Steve H. Hanke is a renowned professor of applied economics at the Johns Hopkins University in Baltimore. Hanke’s claim to fame came when he counseled President Suharto of Indonesia on the mechanics of setting up a currency board to control Indonesia’s volatile currency. While Suharto never deployed the ideas, this consultation garnered Hanke’s global attention.
Most economists tend to view that currency boards cause more problems than good. The economic problems in Argentina, for instance, were sometimes blamed on its currency board system, which pegs the peso to the dollar, thus making Argentine exports less competitive. Professor Hanke, who previously advised Argentina’s government, maintains that its economic troubles have nothing to do with the currency board.
Professor Hanke is also well renowned for his regularly published inflation dashboard which is often received with either praise or criticism. The philosophy behind his dashboard departs from traditional measures of inflation as it is heavily influenced by the effect of exchange rate and stock markets on inflation.
The model has been reporting inflation rates for more than twenty developing countries including: Ghana, Iran, Turkey, Nigeria, Lebanon, Egypt, Zimbabwe, Lebanon, Pakistan, Sri Lanka, Argentina, Venezuela and others. Hanke continuously claims that the official inflation rates of these countries have been deliberately understated by their statistical agencies.
While there are some scientific discrepancies in the model, it is Hanke’s tendency to dismiss official data from countries followed by his dashboard as rubbish that is perplexing.
Let us start by explaining how Inflation is traditionally calculated; inflation calculation by Governments uses a locally allocated basket based on previous consumption patterns and data on household income and expenditure.

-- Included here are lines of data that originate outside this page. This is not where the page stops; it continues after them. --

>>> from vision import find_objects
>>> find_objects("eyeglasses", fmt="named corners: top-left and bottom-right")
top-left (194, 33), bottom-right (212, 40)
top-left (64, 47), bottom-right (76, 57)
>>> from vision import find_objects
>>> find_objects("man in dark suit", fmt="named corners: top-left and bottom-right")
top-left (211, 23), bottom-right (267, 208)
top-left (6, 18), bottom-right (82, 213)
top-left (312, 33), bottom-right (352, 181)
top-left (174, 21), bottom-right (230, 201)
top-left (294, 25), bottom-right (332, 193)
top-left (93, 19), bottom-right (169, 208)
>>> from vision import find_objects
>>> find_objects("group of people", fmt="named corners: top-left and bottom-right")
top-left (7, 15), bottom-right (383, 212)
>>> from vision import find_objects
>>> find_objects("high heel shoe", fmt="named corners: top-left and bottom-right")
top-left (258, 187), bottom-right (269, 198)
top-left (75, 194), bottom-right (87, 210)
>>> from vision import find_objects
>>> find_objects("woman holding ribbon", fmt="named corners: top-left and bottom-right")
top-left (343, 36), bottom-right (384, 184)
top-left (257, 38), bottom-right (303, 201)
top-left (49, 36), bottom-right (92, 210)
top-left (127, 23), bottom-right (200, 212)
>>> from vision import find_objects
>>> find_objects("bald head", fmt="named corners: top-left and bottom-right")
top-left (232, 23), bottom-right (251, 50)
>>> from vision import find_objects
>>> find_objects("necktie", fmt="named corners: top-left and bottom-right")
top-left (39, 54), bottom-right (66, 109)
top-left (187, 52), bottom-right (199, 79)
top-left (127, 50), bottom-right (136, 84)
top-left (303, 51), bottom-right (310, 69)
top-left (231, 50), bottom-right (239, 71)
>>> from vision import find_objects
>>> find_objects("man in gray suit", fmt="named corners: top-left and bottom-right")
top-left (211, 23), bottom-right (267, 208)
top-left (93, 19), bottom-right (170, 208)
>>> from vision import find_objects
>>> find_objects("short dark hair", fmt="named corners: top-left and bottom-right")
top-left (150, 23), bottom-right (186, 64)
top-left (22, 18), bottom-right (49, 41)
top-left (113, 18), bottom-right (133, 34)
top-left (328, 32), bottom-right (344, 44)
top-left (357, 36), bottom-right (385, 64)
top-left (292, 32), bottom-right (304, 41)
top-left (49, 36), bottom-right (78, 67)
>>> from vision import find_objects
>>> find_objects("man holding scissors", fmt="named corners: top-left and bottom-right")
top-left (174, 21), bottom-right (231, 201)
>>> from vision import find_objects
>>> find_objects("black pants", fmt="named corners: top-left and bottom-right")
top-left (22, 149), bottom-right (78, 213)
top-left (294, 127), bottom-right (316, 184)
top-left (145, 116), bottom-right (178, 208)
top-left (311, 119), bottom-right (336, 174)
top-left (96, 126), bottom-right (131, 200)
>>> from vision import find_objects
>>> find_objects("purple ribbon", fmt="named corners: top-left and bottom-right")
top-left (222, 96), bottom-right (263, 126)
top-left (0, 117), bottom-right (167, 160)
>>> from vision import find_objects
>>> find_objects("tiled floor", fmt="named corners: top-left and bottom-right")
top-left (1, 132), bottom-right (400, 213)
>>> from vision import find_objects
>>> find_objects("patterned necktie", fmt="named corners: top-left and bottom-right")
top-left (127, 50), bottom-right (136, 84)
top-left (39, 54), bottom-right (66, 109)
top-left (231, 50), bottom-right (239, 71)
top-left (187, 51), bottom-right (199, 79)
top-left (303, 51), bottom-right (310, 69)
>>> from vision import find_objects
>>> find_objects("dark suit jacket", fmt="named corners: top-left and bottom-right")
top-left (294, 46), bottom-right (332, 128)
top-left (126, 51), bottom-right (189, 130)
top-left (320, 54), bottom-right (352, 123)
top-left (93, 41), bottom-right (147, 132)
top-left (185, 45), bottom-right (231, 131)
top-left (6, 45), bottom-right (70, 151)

In case of Egypt for instance, Consumer Price Index (CPI) is published by the Central Agency for Public Mobilization and Statistics (CAPMAS) which compiles the prices of goods and services and processes them by assigning weights to each commodity and group.
At the same time, Core inflation is published by the Central Bank of Egypt. It is a variant of the headline CPI that excludes the impact of temporary price shocks on inflation
In contrast, Dr. Hanke’s Purchasing Power Parity (PPP) model relies on exchange‐ rate data and price‐ level differentials between two countries, claiming that PPP avoids the measurement errors and weighting problems associated with official price indices; this practice on its own presents a scientific problem.
The Economist magazine uses a similar PPP methodology for its famous Big Mac index. The Economist does not however claim that its extrapolated exchange rate is more accurate than the market exchange rates and calls anything that does not conform as rubbish.
Following the same logic, we can take inflation rates in Eurozone and USA, plug these rates in Hanke’s model, and conclude that if resulting USD / Euro rate is not the same as market rate, then the Forex markets rates are rubbish
In fact, very few contemporary economists would hold that PPP holds continuously in the real world. We can attempt some variant of PPP as an anchor for long-run real exchange rates. However, basing a fully blown inflation model on PPP teeters on pseudoscience
Professor Hanke’s Inflation method was reviewed by Professor J. Atsu Amegashie who concluded that Hanke does not follow the scientific literature by not testing the PPP theory. Instead, Hanke assumes that PPP is a valid theory and then concludes that a country’s statistical agency is lying if his computed inflation rate is different from the official inflation rate.
At the end of the day, scholarly work is based on research & modeling and should withstand scrutiny. Name calling based on assumptions tends to be classified as more of Pseudoscience than actual research.